7 — Margaret Ann Malott and Rita Graveline

Ce chapitre traite des répercussions engendrées par l’oubli et la dissociation de la réalité pour les femmes victimes de violence ayant tué leur conjoint, compromettant ainsi l’invocation de la notion de la légitime défense à la cour. Afin d’oublier les conséquences associées aux diverses formes de violences qu’elles subissent, certaines femmes sombrent dans l’abus de substances, dont les drogues et l’alcool. L’abus de substances ainsi que les conséquences physiques provoquées par la violence de l’agresseur peuvent avoir de réelles répercussions sur la mémoire des femmes, ce qui peut jouer contre elles dans le cadre d’un procès.
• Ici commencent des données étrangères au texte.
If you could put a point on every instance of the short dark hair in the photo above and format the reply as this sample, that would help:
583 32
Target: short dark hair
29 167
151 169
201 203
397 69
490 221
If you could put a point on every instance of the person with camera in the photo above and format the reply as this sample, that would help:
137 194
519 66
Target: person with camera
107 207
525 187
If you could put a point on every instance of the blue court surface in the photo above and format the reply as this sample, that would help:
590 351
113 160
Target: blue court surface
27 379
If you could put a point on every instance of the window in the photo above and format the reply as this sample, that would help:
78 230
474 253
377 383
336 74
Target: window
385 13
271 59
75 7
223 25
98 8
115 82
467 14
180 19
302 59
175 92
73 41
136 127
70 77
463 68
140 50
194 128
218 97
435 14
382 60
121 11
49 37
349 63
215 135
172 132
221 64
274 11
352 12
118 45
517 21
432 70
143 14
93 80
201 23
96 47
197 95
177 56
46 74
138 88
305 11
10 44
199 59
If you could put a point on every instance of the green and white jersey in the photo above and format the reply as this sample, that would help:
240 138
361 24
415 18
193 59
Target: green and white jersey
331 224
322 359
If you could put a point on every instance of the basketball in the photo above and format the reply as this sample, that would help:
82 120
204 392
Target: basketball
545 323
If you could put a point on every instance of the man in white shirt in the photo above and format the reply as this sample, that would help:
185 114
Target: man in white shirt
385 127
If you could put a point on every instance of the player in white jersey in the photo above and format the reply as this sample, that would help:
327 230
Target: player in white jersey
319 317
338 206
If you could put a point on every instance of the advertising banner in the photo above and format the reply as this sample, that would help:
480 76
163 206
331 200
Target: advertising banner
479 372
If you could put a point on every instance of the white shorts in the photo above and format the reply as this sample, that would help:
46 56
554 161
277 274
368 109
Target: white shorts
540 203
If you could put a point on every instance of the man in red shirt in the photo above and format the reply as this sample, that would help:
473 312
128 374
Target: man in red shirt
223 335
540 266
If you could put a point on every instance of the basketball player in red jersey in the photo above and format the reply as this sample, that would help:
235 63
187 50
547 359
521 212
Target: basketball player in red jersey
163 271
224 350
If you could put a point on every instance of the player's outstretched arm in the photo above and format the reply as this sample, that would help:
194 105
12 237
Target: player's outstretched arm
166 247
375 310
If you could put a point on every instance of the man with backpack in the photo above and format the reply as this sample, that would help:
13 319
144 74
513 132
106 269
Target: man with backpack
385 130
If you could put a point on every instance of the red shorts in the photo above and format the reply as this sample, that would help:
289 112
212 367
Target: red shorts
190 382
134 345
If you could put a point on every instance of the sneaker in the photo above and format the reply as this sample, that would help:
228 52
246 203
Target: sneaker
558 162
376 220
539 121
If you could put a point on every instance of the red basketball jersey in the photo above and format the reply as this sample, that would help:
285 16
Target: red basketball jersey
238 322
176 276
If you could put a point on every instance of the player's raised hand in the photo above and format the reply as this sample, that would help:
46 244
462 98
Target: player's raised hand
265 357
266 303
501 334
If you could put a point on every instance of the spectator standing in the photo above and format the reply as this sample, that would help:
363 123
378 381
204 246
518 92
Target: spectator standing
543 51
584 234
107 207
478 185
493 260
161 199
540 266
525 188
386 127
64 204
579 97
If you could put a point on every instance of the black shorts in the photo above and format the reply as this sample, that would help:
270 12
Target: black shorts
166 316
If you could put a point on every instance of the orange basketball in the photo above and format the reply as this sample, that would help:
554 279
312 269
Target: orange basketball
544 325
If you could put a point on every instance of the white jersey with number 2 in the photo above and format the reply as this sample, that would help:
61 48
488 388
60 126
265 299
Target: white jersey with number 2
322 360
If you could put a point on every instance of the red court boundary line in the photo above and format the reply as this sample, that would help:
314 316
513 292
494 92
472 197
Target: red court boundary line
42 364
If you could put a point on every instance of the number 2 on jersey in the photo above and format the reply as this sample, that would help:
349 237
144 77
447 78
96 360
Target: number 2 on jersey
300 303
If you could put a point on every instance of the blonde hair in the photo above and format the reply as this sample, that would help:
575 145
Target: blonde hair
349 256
À l’appui des transcriptions des procès de Margaret Ann Malott et de Rita Graveline et à partir des travaux de Stark et de Flitcraft, Sheehy critique le rôle des acteurs issus du milieu médical qui amplifient le piège social que vivent les femmes victimes de violence conjugale par la médicalisation de ses conséquences. L’auteure aborde également les abus psychologiques comme forme de destruction et conclut en se demandant si la légitime défense ne devrait pas être reconnue comme étant aussi psychologique.

Réflexion

Fruit d’une recherche rigoureuse regroupant minutieusement et stratégiquement des transcriptions de procès et des arguments issus de diverses disciplines scientifiques, Defending battered women on trial s’avère riche de par sa capacité à offrir aux lectrices et aux lecteurs l’occasion de plonger dans le vécu difficile de femmes qui ont recouru à l’homicide de leur agresseur pour s’extraire de la violence. L’ouvrage met également en lumière sur les enracinements idéologiques relevant du patriarcat que l’on retrouve ancré dans les interventions des divers acteurs représentant l’État. Les nombreuses comparaisons entre les transcriptions que propose l’auteure permettent également de comprendre la violence sous un angle structurel, et ce, malgré le constat que les interventions mises de l’avant par les institutions à l’égard de ces femmes amènent à l’individualisation et à la psychologisation d’une problématique que l’on retrouve partout au Canada. Dans sa conclusion, Sheehy propose des pistes de solutions concrètes afin de mettre un terme aux oppressions vécues par les femmes dans la société canadienne, en mettant l’accent sur des changements légaux, sociaux et économiques.

La lecture de Defending battered women on trial pourrait s’avérer intéressante, sinon essentielle, pour les personnes qui interviennent auprès des femmes victimes de violence conjugale, tant sein des services sociaux, hospitaliers ou policiers que juridiques. L’ouvrage est d’une pertinence particulière pour les intervenantes et les intervenants sociaux, puisqu’il les outille par le biais de la lecture de transcriptions de procès à reconnaître les nombreux signes de violence faite par les hommes à l’égard des femmes. La reconnaissance de ces signes est d’une importance capitale puisque les intervenantes et les intervenants sociaux peuvent jouer un rôle clé pour guider et assurer la protection des femmes lorsqu’elles ne sont pas jugées crédibles par l’État. Enfin, écrit dans un vocabulaire clair et précis malgré la complexité et la lourdeur du sujet, l’ouvrage est également fortement recommandé à toute lectrice ou à tout lecteur voulant comprendre davantage la problématique de la violence conjugale.

L’ouvrage de Sheehy s’avère être une source importante et cruciale pour faire avancer la reconnaissance des femmes comme étant des êtres devant recevoir les mêmes droits que les hommes sur le plan du système judiciaire et est un outil d’éducation puissant pour dénoncer et faire comprendre à la population l’important problème social que constitue la violence conjugale.